Temporary problems: Since only about one-third of airline passengers who become ill mid-flight get transported to a hospital upon landing—and just 9% of them end up being admitted—that leaves two-thirds who walk away once they reach the next airport.

Most often, the medical problems that passengers experience while on a plane are minor. Dehydration is a common complaint, likely due to a combination of dry cabin air and passengers not eating or drinking on a regular schedule. For most ill passengers, symptoms resolve quickly—often within 30 minutes.


There’s no question that it can be alarming to hear the captain’s voice announce over the loudspeaker: “If there’s a physician or medical personnel on board, please identify yourself to a flight attendant.” But that announcement occurs only after cabin personnel and/or a medical volunteer has already performed an initial assessment of the ill passenger. In most cases, a ground-based medical communications center has also been contacted for immediate input on the situation.

What most people don’t realize is that flight attendants—who are better known for handing out drinks and snacks—must have basic emergency medical skills, such as annual training in cardiopulmonary resuscitation (CPR). They must also receive training on using the plane’s medical kit (which includes oxygen…medication, such as nitroglycerin…IV fluids…and resuscitation equipment). These requirements, which also include having an automated emergency defibrillator (AED) on board, apply to US-based airlines, while other countries have different requirements.

Safety in numbers: Nearly half the time, there is a physician passenger on board who steps up to provide input on the patient’s medical status. In roughly one-quarter of in-flight emergencies, a nurse or other health-care professional, such as a paramedic, comes forward.

Even if there’s no doctor or other health-care professional on board, a sick passenger can get the benefit of professional medical guidance because the pilot in command has the ability to communicate with ground-based medical support (while the copilot flies the plane) to ask real-time questions to guide those offering medical assistance.


Movie portrayals of in-flight emergencies often depict a hasty landing at a nearby airport so the passenger can be whisked away for emergency medical treatment. But in reality, that outcome occurs less than 7% of the time—and only for serious problems such as chest pain, significant respiratory distress or stroke symptoms.

To divert or not? Diverting a flight for a medical emergency is a huge inconvenience for the other passengers, and sometimes the intended airport is not that far away. Flight and ground medical personnel must consider not only the seriousness of the passenger’s medical situation but also the likelihood that he/she will benefit from an earlier landing to receive emergency medical assistance. In many cases, there’s no realistic option for diverting—for example, if the plane is over an ocean.

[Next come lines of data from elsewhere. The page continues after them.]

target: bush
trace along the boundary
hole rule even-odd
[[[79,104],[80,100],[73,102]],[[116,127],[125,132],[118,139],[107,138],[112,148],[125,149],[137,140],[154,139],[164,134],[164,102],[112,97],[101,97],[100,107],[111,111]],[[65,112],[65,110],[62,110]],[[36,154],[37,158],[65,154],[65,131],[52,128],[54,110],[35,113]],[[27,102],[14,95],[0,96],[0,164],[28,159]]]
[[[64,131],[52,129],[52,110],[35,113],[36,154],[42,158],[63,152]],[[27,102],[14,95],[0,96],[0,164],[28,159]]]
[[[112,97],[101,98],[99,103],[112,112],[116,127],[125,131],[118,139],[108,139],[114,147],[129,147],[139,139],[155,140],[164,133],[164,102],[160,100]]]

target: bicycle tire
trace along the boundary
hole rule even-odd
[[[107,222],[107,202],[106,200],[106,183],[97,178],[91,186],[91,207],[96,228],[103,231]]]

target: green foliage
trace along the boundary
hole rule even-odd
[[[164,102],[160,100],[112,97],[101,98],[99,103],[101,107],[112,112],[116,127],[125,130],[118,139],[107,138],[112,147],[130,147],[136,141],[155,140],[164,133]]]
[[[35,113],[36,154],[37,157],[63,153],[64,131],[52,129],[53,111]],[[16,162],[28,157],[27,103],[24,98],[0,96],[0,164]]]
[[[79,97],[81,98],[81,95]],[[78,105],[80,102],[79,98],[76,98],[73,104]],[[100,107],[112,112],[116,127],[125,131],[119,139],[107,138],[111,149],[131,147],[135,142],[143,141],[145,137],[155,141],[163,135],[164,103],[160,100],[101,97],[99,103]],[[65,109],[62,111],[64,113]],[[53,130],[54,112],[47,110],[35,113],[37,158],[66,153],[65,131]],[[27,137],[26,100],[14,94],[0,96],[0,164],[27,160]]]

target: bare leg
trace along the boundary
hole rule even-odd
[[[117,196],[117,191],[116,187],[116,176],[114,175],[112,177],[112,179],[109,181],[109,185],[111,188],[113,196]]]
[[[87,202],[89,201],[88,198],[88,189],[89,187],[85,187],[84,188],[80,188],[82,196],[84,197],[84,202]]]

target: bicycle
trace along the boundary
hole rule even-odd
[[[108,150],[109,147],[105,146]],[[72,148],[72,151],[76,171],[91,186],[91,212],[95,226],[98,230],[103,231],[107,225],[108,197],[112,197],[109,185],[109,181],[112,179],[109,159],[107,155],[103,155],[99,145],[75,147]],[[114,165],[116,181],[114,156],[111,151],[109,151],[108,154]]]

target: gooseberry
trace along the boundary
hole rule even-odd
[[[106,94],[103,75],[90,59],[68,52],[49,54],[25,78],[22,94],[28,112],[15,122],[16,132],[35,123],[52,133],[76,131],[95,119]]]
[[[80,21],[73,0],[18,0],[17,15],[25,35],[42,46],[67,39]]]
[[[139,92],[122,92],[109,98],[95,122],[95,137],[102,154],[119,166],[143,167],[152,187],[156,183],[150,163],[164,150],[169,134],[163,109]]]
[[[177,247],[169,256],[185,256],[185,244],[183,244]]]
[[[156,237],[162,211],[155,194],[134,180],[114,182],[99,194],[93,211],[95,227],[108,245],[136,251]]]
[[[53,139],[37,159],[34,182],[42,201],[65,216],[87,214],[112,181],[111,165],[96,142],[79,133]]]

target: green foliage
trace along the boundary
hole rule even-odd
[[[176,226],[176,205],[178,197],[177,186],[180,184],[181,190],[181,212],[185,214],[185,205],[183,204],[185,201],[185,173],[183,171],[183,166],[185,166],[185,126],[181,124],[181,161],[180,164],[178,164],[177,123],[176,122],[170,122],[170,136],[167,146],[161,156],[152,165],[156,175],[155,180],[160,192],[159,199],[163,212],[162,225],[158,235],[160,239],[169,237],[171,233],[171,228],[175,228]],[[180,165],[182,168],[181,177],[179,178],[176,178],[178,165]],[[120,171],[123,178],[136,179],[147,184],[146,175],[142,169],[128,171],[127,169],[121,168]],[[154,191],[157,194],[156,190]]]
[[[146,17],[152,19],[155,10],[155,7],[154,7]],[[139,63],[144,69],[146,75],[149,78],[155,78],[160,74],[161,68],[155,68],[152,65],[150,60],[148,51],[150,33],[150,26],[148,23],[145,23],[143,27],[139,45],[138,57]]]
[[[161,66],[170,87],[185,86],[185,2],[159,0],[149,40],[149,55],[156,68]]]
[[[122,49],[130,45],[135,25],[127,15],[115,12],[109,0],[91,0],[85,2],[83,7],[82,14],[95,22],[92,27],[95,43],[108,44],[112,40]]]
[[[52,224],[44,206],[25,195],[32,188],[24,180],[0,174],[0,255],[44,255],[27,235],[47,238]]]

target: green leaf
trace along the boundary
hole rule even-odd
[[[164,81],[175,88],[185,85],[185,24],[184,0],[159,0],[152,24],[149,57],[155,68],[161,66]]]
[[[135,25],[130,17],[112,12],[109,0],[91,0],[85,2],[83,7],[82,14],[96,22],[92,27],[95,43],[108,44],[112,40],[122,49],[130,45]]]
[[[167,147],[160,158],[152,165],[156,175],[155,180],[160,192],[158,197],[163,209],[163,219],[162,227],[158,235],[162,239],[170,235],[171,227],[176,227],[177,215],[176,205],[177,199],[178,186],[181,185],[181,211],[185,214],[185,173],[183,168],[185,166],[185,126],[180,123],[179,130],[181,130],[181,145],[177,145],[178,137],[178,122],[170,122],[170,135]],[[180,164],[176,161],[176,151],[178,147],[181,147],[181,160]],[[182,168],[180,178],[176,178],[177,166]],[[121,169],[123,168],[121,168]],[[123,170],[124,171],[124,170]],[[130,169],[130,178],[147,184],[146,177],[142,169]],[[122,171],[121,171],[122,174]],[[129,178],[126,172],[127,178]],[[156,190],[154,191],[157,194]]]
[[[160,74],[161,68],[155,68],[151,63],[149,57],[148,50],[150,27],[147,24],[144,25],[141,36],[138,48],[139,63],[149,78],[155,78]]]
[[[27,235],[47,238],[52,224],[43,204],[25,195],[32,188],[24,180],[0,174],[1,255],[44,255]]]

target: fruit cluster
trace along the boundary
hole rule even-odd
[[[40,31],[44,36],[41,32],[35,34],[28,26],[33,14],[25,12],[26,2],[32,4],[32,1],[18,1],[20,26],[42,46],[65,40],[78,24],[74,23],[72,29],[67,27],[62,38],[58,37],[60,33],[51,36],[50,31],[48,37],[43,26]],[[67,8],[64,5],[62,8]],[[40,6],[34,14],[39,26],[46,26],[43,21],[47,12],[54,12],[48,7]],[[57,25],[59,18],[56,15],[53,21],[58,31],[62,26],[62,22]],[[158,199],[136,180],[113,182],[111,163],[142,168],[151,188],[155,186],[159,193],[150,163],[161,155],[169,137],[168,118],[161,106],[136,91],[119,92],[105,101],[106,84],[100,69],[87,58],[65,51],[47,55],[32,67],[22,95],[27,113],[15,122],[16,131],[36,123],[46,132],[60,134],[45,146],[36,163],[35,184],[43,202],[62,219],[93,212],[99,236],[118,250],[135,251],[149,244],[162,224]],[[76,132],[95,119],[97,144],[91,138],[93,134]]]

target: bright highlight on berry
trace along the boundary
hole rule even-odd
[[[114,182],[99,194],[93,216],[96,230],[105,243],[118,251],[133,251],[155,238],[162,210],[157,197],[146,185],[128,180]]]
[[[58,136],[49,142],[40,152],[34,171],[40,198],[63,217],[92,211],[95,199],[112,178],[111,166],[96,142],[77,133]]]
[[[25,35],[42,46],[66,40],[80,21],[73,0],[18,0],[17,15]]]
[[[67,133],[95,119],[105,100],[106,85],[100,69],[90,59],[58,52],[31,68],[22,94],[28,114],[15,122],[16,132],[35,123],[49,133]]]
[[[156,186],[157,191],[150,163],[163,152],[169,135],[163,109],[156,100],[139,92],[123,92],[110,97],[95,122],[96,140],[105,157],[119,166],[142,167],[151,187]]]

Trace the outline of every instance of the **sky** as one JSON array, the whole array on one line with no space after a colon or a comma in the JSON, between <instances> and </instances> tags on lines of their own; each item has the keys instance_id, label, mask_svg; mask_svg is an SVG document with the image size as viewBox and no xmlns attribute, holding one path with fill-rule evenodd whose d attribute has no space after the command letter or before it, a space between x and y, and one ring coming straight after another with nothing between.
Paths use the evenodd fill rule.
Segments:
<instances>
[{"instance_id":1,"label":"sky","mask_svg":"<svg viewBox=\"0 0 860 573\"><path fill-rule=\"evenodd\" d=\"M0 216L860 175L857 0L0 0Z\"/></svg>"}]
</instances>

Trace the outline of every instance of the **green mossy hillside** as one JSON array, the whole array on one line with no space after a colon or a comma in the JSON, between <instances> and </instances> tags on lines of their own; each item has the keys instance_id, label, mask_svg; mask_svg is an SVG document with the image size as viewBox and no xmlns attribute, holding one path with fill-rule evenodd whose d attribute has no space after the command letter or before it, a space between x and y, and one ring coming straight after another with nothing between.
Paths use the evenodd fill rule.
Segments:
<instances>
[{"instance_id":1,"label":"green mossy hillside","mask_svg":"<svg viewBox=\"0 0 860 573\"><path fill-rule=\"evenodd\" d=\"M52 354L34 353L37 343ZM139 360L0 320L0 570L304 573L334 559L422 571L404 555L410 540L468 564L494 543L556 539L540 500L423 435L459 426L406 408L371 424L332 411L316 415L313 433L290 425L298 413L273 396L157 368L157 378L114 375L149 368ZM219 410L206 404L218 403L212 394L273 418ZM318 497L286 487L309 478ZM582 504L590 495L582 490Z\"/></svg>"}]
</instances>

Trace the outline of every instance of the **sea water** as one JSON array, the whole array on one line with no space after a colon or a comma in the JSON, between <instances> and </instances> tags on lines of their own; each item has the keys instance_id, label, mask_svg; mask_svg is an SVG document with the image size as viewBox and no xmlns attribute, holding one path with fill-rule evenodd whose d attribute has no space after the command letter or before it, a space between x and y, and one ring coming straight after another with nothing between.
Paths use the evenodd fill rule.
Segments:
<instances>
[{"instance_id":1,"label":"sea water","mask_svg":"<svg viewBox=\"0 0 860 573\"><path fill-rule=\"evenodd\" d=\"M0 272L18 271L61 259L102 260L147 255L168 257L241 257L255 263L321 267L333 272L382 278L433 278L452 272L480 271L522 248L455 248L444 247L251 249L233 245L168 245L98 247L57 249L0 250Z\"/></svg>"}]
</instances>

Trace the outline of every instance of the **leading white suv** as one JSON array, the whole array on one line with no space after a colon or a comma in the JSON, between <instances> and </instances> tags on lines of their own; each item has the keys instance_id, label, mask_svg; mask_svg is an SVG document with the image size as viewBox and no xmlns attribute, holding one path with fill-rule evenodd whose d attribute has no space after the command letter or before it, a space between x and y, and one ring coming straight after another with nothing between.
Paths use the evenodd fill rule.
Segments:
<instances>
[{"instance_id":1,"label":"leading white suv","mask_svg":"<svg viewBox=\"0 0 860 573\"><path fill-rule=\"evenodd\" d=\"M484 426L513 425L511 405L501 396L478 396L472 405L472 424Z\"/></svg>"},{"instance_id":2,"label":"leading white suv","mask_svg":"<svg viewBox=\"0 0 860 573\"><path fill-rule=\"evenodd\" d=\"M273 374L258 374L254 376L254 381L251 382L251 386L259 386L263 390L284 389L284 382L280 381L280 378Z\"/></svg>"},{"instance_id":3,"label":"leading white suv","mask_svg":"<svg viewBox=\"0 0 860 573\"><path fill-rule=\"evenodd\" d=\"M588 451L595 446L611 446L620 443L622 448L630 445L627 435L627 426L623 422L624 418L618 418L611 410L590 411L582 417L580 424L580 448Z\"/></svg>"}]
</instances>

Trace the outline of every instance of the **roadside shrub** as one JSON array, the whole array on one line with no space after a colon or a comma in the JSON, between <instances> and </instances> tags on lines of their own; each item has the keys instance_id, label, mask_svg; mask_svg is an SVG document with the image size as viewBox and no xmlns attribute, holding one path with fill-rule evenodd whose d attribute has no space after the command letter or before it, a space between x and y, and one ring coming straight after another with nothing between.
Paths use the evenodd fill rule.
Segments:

While these factors are being weighed, the ill passenger continues to receive medical attention on board the plane.


Many in-flight emergencies aren’t necessarily a surprise to the sick passengers. People with chronic health conditions, such as diabetes or lung or cardiac problems, are generally aware if they’re not feeling quite right—and know how to counteract routine symptoms—before boarding an airplane. In this regard, travelers have some control and responsibility to lower their risks of a midair medical crisis.

Plan ahead: If you are newly diagnosed or have a preexisting medical condition, such as chronic lung disease or heart disease, or have had a recent medical procedure, discuss upcoming air travel (regardless of the duration of the flight) with your doctor to determine if special equipment or care is needed.

For example, people with diabetes need to measure their blood sugar (glucose) levels regularly, so they should bring their glucometer and medications on board with them—and not stow them in checked bags. Anyone needing supplemental oxygen can coordinate the use of an airline-approved portable oxygen concentrator with the airline at least a few days in advance.

Also: If you’re feeling ill just before flying, alert a gate attendant or other airline personnel for guidance on continuing with travel plans.

The most sensible tip for all? Make sure you’re hydrated and rested (exhaustion can contribute to feeling ill) before you board a plane. And after passing through the security gate, it never hurts to grab a bottle of water!